Russian tycoon Mikhail Fridman's investment fund LetterOne (L1) said on Friday it had won control of Spain's DIA but had not secured support from all of the loss-making retailer's creditors with three days to go before a financing deadline.
DIA's inability to compete with domestic and foreign rivals who invest heavily in their stores has led to a haemorrhage of market share and put it at risk of having to declare insolvency.
L1's bid, launched in February of this year, to buy the roughly 70% of DIA it did not own was eventually accepted by holders of 29.4% of its capital, giving L1 a 58.4% stake.
The fund said it had reached agreement in principle to prop up DIA's capital with 16 of its 17 lenders, which hold 77.5% of its €912 million syndicated bank debt.
But it needs all of its creditors to agree a refinancing plan by 20 May to go ahead with a planned €500 million ($558 million) capital hike to remedy its negative equity position.
Creditors led by Spanish bank Santander are being asked to extend debt agreements until 2023 and set up new credit lines for €170 million. DIA also needs cash to help honour its €1.7 billion in debt.
Failure to convince the holdout bank, which L1 did not name, could stymie the plan.
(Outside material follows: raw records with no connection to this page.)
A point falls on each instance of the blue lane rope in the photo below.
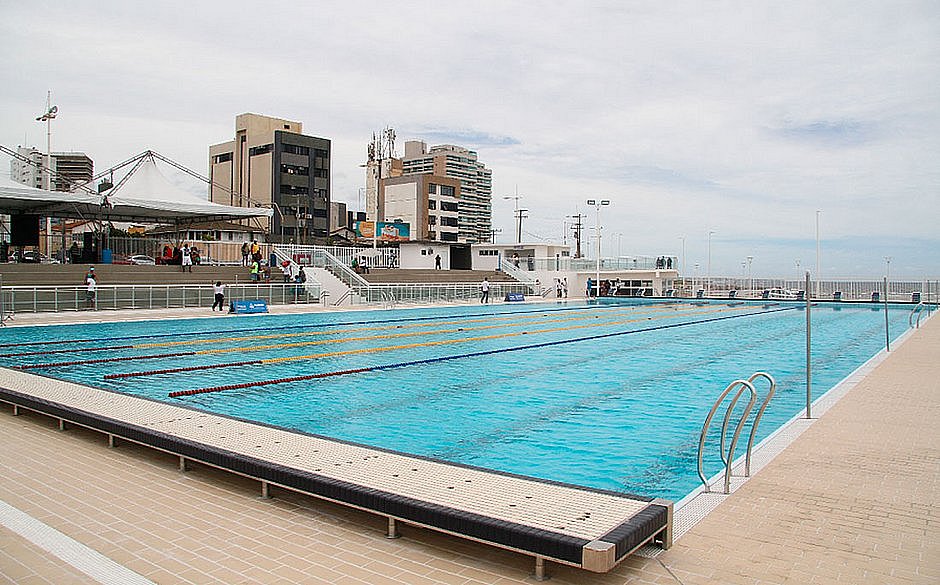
(309, 326)
(181, 393)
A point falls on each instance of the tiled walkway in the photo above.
(853, 500)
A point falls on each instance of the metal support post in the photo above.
(392, 529)
(809, 387)
(887, 335)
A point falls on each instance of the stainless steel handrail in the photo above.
(757, 417)
(918, 309)
(744, 384)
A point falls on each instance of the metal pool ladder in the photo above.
(917, 310)
(728, 457)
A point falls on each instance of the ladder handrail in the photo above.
(918, 309)
(760, 413)
(744, 384)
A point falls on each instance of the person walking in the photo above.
(91, 287)
(219, 289)
(186, 260)
(246, 253)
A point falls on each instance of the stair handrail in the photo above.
(757, 417)
(744, 385)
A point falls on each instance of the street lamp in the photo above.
(817, 255)
(708, 269)
(750, 280)
(518, 215)
(47, 117)
(598, 203)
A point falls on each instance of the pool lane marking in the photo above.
(414, 345)
(526, 315)
(314, 325)
(262, 361)
(276, 346)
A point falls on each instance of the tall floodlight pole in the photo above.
(683, 253)
(750, 280)
(598, 203)
(517, 214)
(708, 269)
(817, 255)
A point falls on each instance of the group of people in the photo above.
(251, 252)
(184, 255)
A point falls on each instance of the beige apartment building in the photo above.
(476, 183)
(429, 203)
(271, 163)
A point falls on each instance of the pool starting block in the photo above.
(244, 307)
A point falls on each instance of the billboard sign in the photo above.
(388, 231)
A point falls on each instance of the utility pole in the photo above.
(576, 227)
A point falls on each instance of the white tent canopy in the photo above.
(144, 196)
(147, 196)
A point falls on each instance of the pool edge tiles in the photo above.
(584, 527)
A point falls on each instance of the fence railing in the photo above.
(37, 299)
(432, 293)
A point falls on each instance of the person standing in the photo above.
(219, 289)
(246, 253)
(186, 260)
(91, 287)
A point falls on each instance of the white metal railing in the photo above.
(37, 299)
(373, 257)
(392, 294)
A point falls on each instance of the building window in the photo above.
(292, 190)
(295, 149)
(295, 170)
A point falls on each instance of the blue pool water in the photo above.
(608, 395)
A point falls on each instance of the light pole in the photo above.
(708, 269)
(598, 203)
(750, 281)
(518, 215)
(817, 255)
(683, 253)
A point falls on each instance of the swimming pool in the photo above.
(608, 395)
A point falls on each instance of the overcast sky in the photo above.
(739, 118)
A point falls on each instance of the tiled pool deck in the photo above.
(852, 500)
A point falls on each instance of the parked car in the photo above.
(141, 260)
(32, 257)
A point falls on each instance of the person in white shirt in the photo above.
(187, 258)
(91, 284)
(219, 289)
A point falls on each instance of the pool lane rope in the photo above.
(263, 361)
(45, 365)
(310, 326)
(259, 383)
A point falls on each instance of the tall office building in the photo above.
(71, 169)
(475, 217)
(271, 163)
(68, 169)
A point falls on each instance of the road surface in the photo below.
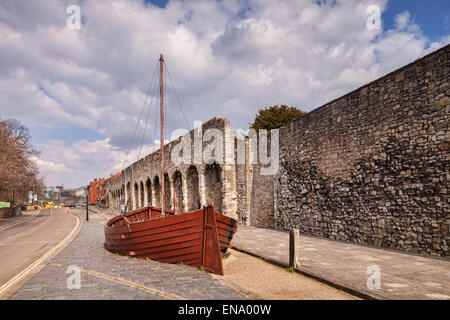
(25, 245)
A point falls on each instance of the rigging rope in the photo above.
(146, 121)
(178, 99)
(139, 120)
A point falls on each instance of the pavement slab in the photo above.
(352, 266)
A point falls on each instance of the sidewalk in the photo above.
(108, 276)
(403, 276)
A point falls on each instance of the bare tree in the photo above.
(18, 171)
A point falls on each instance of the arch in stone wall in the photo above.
(148, 184)
(141, 200)
(167, 194)
(128, 201)
(178, 189)
(136, 196)
(157, 188)
(193, 194)
(213, 184)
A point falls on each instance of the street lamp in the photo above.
(87, 204)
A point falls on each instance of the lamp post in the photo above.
(87, 204)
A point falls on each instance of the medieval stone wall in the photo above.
(193, 184)
(372, 167)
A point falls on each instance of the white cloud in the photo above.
(229, 58)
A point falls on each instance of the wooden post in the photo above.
(294, 243)
(161, 92)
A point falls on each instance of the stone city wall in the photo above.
(372, 167)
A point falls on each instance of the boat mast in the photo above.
(161, 93)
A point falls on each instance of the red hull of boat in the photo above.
(197, 238)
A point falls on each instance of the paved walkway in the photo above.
(403, 276)
(108, 276)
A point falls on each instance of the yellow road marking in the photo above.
(27, 270)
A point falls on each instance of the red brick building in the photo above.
(97, 192)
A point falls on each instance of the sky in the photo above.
(80, 91)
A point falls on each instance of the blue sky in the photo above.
(432, 16)
(80, 91)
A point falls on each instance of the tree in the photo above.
(18, 170)
(275, 117)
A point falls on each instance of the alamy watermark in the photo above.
(74, 19)
(374, 279)
(374, 20)
(74, 279)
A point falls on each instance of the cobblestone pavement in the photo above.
(108, 276)
(403, 276)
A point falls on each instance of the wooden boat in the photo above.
(197, 238)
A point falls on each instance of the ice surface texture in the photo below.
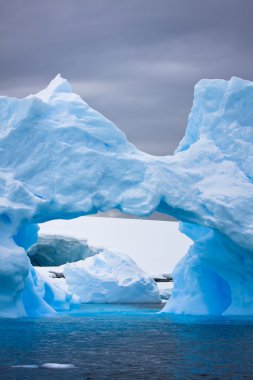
(106, 277)
(56, 250)
(61, 159)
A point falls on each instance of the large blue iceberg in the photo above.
(61, 159)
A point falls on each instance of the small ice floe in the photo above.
(57, 366)
(46, 365)
(25, 366)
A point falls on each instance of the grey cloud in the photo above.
(136, 61)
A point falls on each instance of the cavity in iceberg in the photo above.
(61, 159)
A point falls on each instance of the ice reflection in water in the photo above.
(127, 342)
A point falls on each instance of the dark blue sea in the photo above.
(126, 342)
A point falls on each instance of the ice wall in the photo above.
(61, 159)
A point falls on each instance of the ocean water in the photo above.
(126, 342)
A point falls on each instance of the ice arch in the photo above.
(61, 159)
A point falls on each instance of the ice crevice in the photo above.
(59, 158)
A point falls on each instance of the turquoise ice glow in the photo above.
(61, 159)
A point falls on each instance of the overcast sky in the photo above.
(135, 61)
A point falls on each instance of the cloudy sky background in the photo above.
(135, 61)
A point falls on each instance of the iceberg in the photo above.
(104, 278)
(56, 250)
(60, 159)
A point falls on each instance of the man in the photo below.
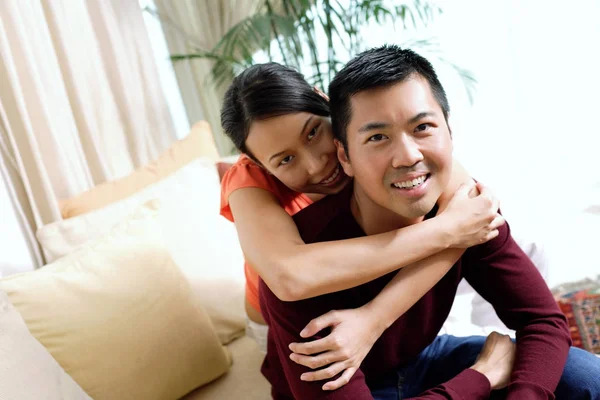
(389, 114)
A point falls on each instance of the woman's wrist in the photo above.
(380, 316)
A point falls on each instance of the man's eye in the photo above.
(286, 160)
(376, 138)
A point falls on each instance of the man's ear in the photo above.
(320, 93)
(343, 157)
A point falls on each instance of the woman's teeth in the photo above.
(332, 177)
(411, 184)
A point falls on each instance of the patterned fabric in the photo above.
(580, 302)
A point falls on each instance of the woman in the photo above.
(281, 125)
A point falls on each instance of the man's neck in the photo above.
(374, 219)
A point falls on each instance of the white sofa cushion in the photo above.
(27, 370)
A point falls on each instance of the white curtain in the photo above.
(81, 101)
(190, 24)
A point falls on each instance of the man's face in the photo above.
(399, 148)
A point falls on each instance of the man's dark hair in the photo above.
(375, 68)
(264, 91)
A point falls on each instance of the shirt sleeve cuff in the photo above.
(470, 384)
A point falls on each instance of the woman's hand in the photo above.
(471, 215)
(353, 333)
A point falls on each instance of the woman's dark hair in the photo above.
(264, 91)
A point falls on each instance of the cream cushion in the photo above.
(243, 381)
(199, 143)
(27, 370)
(120, 318)
(203, 244)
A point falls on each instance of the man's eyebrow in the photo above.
(371, 126)
(420, 116)
(301, 133)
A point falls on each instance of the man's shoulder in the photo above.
(328, 219)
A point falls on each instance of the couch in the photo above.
(145, 284)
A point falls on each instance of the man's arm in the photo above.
(503, 274)
(286, 319)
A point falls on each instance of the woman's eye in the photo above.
(286, 160)
(376, 138)
(422, 127)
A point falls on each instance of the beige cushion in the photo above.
(203, 244)
(243, 381)
(120, 318)
(199, 143)
(27, 370)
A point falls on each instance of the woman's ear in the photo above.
(320, 93)
(343, 158)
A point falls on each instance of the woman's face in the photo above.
(298, 150)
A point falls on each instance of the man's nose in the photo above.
(406, 153)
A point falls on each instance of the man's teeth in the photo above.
(411, 184)
(332, 177)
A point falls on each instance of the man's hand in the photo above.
(352, 335)
(471, 215)
(496, 360)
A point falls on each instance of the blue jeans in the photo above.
(448, 355)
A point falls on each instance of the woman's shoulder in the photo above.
(246, 173)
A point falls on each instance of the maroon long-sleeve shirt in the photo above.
(498, 270)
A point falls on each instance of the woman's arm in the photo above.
(295, 270)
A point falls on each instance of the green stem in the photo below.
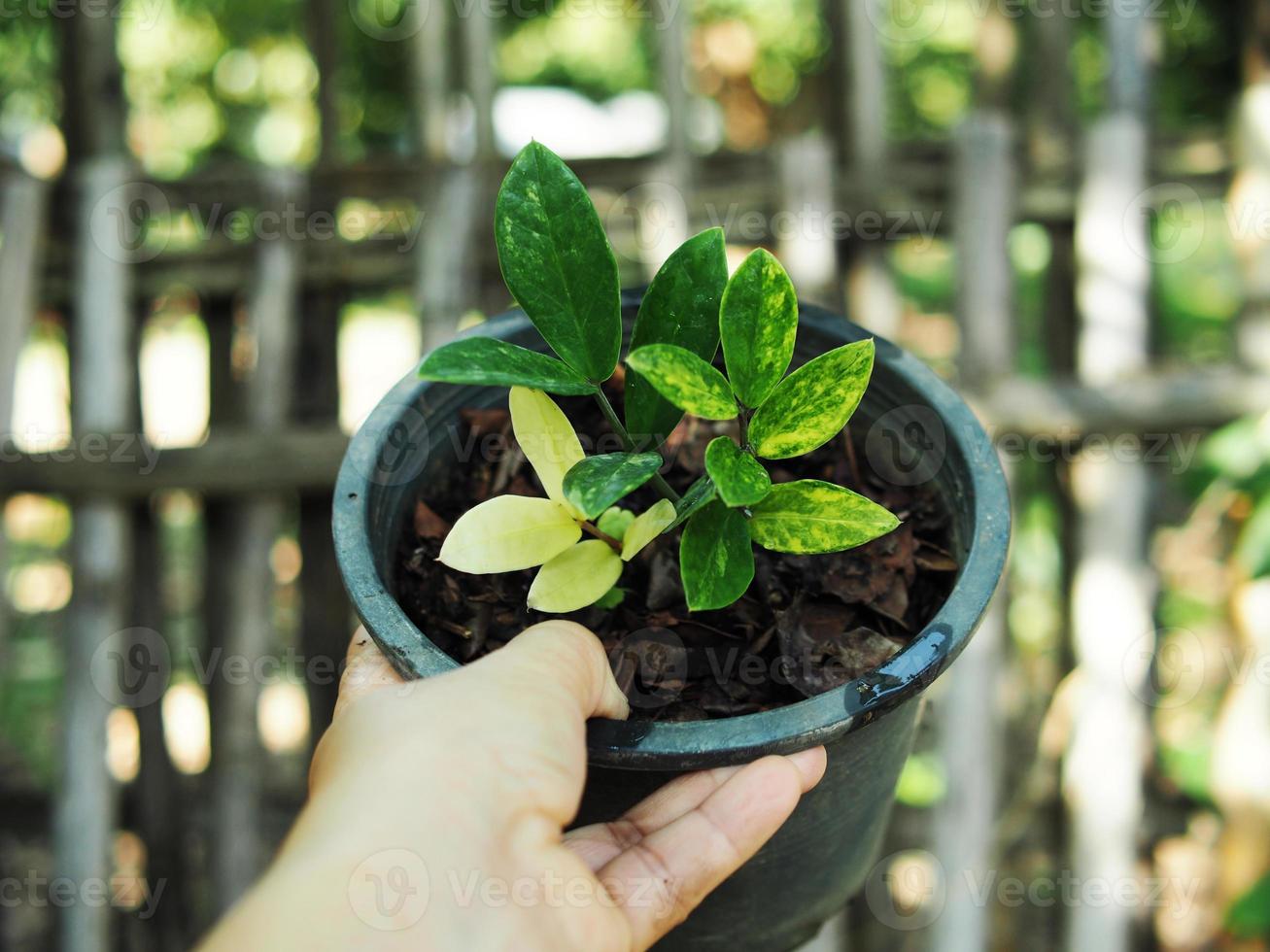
(659, 484)
(591, 529)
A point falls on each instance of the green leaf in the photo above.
(681, 306)
(492, 362)
(615, 522)
(575, 578)
(813, 404)
(599, 481)
(685, 380)
(716, 560)
(807, 517)
(646, 527)
(507, 533)
(699, 493)
(739, 477)
(758, 322)
(557, 261)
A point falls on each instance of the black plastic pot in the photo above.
(917, 430)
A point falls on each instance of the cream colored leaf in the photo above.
(575, 578)
(507, 533)
(547, 439)
(646, 527)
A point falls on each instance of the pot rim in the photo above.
(729, 740)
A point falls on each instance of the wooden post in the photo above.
(969, 730)
(102, 402)
(236, 753)
(873, 298)
(324, 626)
(1113, 631)
(806, 241)
(21, 226)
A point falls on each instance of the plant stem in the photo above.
(659, 484)
(603, 536)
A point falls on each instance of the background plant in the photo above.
(558, 264)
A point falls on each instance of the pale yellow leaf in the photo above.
(547, 439)
(507, 533)
(575, 578)
(646, 527)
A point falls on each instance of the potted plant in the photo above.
(751, 602)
L1 said in its offer prospectus it would consider using its own funds through a shareholder loan if fellow shareholders backed its bid but it did not repeat this on Friday.
DIA's shares rose 3% in early trading but were 2% lower by late morning.
Its short-term debt costs increased, with the yield on bonds maturing in July 2019 climbing 2.47%.
Resistance From Shareholders
After bidding on 5 February to buy the rest of DIA for €0.67 per share, L1 faced resistance from some shareholders, extended the deadline and reduced the minimum acceptance level, before scrapping that condition altogether.
DIA reported a first quarter loss on Tuesday as sales fell.
L1 has criticised DIA's management and touted its team's experience in retail, including its purchase of British health food chain Holland & Barrett in 2017.
DIA has proposed its own turnaround plan, saying it could improve core earnings as early as next year by focusing on its own-label goods, offering more fresh produce and promotions, and cutting about 1,500 jobs.